Daha düşük borçlanma maliyetleri de haneleri araba, ev tadilatı ya da dayanıklı tüketim malları gibi büyük harcamalar yapmaya teşvik ederek iç tüketimin artmasını sağlayabilir.
ECB'nin ılımlı duruşundan kaynaklanabilecek zayıf bir euro bu etkileri daha da artırır. Para birimi değer kaybettikçe, Euro Bölgesi ihracatları küresel pazarlarda daha rekabetçi hale gelir ve bu da otomotiv üretimi, makine ve kimyasallar gibi ihracat ağırlıklı endüstriler için potansiyel bir kazanç sağlar.
Ancak para biriminin değer kaybetmesi iki ucu keskin bir kılıçtır. İhracat gelişebilirken, daha zayıf bir euro, enerji ve hammaddeler de dahil olmak üzere ithal malların maliyetini artırır.

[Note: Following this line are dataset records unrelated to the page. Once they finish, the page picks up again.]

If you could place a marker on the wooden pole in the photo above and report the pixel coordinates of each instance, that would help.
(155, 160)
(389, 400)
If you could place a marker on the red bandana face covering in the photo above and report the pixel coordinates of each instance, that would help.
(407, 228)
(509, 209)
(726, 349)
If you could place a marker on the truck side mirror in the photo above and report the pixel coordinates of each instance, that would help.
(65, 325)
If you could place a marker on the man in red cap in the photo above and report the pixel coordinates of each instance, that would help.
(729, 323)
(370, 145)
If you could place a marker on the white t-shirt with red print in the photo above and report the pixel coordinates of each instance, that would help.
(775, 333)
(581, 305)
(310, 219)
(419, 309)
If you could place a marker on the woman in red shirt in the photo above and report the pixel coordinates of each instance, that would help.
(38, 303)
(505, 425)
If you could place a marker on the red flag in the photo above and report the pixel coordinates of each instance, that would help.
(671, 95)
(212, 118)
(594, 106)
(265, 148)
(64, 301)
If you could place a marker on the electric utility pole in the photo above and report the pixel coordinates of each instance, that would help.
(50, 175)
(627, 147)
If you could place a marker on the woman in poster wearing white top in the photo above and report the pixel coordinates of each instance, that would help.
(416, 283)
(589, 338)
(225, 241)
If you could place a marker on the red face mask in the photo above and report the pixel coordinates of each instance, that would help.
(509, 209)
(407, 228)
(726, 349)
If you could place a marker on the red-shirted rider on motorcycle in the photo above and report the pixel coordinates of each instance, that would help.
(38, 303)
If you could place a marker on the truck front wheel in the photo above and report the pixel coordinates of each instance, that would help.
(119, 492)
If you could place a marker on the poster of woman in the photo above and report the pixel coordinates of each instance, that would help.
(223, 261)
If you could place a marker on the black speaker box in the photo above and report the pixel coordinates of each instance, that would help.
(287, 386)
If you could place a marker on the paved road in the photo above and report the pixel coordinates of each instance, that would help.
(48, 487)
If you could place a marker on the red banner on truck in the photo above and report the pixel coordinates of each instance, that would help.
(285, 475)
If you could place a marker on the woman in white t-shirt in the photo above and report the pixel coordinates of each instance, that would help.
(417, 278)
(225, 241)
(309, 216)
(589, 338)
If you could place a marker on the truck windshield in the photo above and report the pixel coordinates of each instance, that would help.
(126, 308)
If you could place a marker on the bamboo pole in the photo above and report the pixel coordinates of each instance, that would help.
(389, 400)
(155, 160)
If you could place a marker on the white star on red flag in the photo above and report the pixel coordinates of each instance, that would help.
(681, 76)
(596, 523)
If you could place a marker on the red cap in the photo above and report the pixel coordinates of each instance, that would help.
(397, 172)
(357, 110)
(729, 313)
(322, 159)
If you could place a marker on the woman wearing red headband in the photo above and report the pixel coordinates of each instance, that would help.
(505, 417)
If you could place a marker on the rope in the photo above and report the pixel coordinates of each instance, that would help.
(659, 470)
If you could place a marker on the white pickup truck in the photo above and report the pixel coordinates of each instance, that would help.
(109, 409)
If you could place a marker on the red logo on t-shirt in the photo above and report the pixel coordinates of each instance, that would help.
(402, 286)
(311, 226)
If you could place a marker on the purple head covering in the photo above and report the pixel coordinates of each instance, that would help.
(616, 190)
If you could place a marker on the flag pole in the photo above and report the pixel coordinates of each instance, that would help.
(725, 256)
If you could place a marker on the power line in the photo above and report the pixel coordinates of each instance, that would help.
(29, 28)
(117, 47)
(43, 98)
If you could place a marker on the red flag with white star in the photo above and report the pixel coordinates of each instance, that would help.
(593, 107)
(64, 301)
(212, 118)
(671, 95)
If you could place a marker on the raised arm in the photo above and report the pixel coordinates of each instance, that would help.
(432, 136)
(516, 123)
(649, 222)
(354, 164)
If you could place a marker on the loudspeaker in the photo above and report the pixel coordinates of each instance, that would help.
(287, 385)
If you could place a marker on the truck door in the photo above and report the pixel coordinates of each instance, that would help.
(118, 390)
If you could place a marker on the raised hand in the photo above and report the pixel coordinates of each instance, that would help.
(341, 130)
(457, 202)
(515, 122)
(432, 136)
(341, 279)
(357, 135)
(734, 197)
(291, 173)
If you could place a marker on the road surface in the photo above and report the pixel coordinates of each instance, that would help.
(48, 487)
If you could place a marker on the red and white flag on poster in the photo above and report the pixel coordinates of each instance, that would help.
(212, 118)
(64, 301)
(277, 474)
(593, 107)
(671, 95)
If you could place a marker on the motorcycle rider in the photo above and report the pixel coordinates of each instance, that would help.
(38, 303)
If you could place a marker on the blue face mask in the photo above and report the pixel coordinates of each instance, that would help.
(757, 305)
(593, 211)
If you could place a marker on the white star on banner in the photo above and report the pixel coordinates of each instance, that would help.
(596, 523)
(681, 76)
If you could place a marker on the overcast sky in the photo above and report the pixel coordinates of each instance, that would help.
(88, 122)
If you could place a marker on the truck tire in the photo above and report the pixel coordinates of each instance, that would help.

Bu durum, özellikle ithal girdilere bağımlı işletmeler için daha düşük borçlanma maliyetlerinin faydalarını kısmen dengeleyebilir.
Bununla birlikte, Ukrayna ve Orta Doğu'da devam eden çatışmaların yanı sıra Amerika Birleşik Devletleri ile yaklaşan ticari gerilimler - özellikle de yenilenen gümrük vergileri tehdidi - dahil olmak üzere jeopolitik belirsizlikler Avrupalı firmalar için açık bir zorluk teşkil ediyor.
İşletmeler, olumlu finansal koşullara rağmen yatırım yapmaktan veya büyümekten çekinebilirler; bu durum, öngörülemeyen küresel bir ortamda para politikasının sınırlarını vurgular.
Sonuç olarak, ECB'nin faiz indirimleri ekonomik faaliyeti desteklemek için önemli bir araç, ancak bunların etkililiği önümüzdeki aylarda işletmelerin, tüketicilerin ve küresel piyasaların nasıl tepki vereceğine bağlı olacak.